Llevamos juntos desde el comienzo. Tuyas fueron las primeras rosas que llenaron los primeros cuartuchos destartalados que servían de mis camerinos, tuyas las primeras congratulaciones y los más sinceros elogios tras mi primer actuación haciendo el papel de Calaf en nuestra obra favorita de Puccini. Decías que tras aquella noche, al final de la ópera, además de vencer y ganar el corazón de la princesa Turandot, también conquisté tu amor. Y aquella noche si que hicimos el amor, Joh... Y el año que le continuó fue maravilloso. Tú viste realizar mis sueños, alcanzar mis metas, imponerme nuevas que siempre había creído inalcanzables. Poco a poco, mi voz fue llenando teatros y teatros, y tú siempre conseguías hacer hueco, para verme siempre desde la butaca número 32, costase lo que constase, ya que sentado en ese número, me viste actuar por primera vez, y ese fue el número de rosas que me regalaste aquella noche. ¿No es cierto que en una ocasión llegaste a arrancar el número del asiento e intercambiarlo por el tuyo, ya que no te había sido posible comprarlo?
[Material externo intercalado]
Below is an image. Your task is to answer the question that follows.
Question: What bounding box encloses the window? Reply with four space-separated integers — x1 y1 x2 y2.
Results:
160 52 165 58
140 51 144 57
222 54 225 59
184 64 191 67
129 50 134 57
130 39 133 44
Siempre te ha encantado encandilarme con esa sangre galán, caballeresca y cortés que corre en ti, con cada gesto que de forma involuntaria realizas, con cada elogio que me profesas... Has logrado que cada día fuera único, y esa magia es la que me mata tan vilmente...
Están empezando a caer algunas gotas. Últimamente no ha parado de llover , lo cual ha aumentado mi ya muy alto nivel de estado depresivo-autodestructivo. Me viene en mente aquel día cuando iba a visitar a mi madre, acercándome a la esquina de la Constitution Square, esa que tiene la escultura en bronce que tanto me gusta, la de silla con pipa y tabaco del cuadro de Van Gogh , cuando empezó a tronar. En un principio tan solo vi una resplandor, no reaccione en absoluto, no con el primero. Al instante que le continuó, comenzó a caer una lluvia muy fina, casi efímera, a la que prosiguió una lluvia torrencial. Tuve que refugiarme bajo la techumbre del primer edificio que vi. Fue en ese momento cuando ya reaccione, y esta vez desmesuradamente. Las lágrimas habían comenzado a aflorar al mismo ritmo de la lluvia. Lloraba, y lloraba más. Cuando la vista captó el transcurso del agua, mi piel sintió el frío de la lluvia y mi nariz olfateó el olor de las calles mojadas, todos mis sentidos fueron consciente del gran vacío que había dejado su amigo, el oído. ¿Cómo podía no oír la perfecta armonía, el perfecto ritmo acelerado de la lluvia torrencial impactando contra el suelo? ¿Cómo podía haber olvidado que acompañado de esa melodía las redes del destino cruzaron nuestros senderos? Apenas había salido del hospital siete u ocho días antes, y aun no había asimilado mi nueva condición de sordo. Después de hora y cuarto, te llamé al móvil, imbécil de mí, comencé a hablar y hablar, tanto como me permitían mis sollozos y mi ansiedad. Esperaba una respuesta, pero obviamente no tenías forma de darme constancia de tus palabras, no a un impedido acústico como yo. Sin embargo llegaste a mí en veintitrés minutos, segundos arriba, segundos abajo.